Just like the narrative around LGBTQ+ rights and Pride as a “both/and,” gender-affirming healthcare addresses both a patient’s mind AND body as it relates to their overall sense of wellness. Broadly defined, gender-affirming healthcare is healthcare, period. For the purposes of what type of healthcare can be provided for trans and gender diverse patients, it includes things like STI testing, cancer screenings, hormone therapy, regular lab testing, surgical procedures, and linking people with additional services like mental health, just to name a few. Gender-affirming care is all-encompassing and holistic: it takes into account the obstacles many trans and gender diverse folks have had to face or are currently facing to access medical means to help them feel more affirmed in their identity.
To be clear, these obstacles are fueled by hatred on both personal and political levels of federal, state, and local policies. In 2023 alone, a record-breaking 543 and counting anti-transgender bills have been introduced in 49 states preventing and prohibiting gender-affirming care of all kinds. To put this in perspective of the magnitude regarding anti-transgender policy expansions, 2023’s anti-transgender legislation almost doubles the combined bills introduced in 2020, 2021, and 2022. These bills attack everything from transgender youth’s access to safe bathrooms in schools to gender-affirming medical professionals being charged with a felony for providing hormonal treatment to mitigate the distressing and dangerous symptoms of gender dysphoria.

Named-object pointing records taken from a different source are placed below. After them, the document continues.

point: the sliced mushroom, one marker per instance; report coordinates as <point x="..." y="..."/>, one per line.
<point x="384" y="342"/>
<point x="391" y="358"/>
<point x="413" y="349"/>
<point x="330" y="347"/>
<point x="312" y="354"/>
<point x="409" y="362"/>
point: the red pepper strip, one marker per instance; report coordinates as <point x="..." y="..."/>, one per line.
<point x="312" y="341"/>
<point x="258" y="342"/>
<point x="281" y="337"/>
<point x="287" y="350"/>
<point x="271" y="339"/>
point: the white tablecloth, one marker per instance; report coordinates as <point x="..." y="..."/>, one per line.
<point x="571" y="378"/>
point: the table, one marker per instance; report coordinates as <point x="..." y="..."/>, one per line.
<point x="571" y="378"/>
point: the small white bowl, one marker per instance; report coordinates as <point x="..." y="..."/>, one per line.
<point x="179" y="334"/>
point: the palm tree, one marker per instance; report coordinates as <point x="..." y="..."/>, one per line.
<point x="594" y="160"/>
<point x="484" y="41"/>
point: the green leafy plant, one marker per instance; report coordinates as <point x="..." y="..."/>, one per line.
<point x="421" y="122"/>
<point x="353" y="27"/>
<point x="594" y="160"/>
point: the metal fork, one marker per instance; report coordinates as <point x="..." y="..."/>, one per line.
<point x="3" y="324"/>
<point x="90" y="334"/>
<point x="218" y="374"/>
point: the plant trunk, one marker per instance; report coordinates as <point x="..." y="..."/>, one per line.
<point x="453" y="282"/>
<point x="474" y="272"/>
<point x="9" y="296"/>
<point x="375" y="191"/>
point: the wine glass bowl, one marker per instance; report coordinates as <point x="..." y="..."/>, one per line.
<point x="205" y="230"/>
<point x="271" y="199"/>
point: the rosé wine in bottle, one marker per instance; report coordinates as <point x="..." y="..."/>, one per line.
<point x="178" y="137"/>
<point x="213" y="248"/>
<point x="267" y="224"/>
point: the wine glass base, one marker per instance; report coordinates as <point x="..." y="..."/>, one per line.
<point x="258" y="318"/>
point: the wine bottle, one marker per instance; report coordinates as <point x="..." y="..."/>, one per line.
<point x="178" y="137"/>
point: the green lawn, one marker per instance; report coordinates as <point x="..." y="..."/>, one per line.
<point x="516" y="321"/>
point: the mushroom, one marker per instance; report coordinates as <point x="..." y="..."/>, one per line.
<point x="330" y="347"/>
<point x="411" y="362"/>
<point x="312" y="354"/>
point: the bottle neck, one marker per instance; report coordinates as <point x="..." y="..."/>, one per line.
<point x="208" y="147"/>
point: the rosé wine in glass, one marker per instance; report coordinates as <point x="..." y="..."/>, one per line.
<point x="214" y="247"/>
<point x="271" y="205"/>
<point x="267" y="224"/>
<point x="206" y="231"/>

Most recently, as of May 17th, Florida governor Ron DeSantis signed into law the ability for the state to forcibly remove children from the custody of their families if they are receiving any form of gender-affirming care. The most daunting task of writing this article is knowing that by the time it is published, these policies will increase in both quantity and severity with consequences of incomprehensible harm to the community.
Audre Lorde also once said “Your silence will not protect you.” Anger and love are both kinetic energies that amplify our abilities to break through silence, whether that is having tender discussions with our families about what we can do to help, writing to our local legislators about what they can do to help, speaking up at work meetings, cheering on drag queens at brunch, or singing in joy at Pride parades. It is that liminal space of silence that breeds fear, stagnation, helplessness, confusion, and loss. Love, anger, understanding, and support are just some of the antidotes we can use in our own ways. What will you do to keep the momentum going? What are your intentions to break through this silence, no matter how big or small you feel they might be?
Sources:
Broady, K. E. & Romer, C. (2022, March 9). The black and Brown activists who started Pride. Brookings. https://www.brookings.edu/blog/the-avenue/2021/06/29/the-black-and-brown-activists-who-started-pride/
2023 Anti-Trans Bills: Trans legislation tracker. 2023 Anti-Trans Bills: Trans Legislation Tracker. (n.d.). https://translegislation.com/
Lorde, Audre. Sister Outsider: Essays & Speeches by Audre Lorde (Berkeley: Crossing Press, 2007).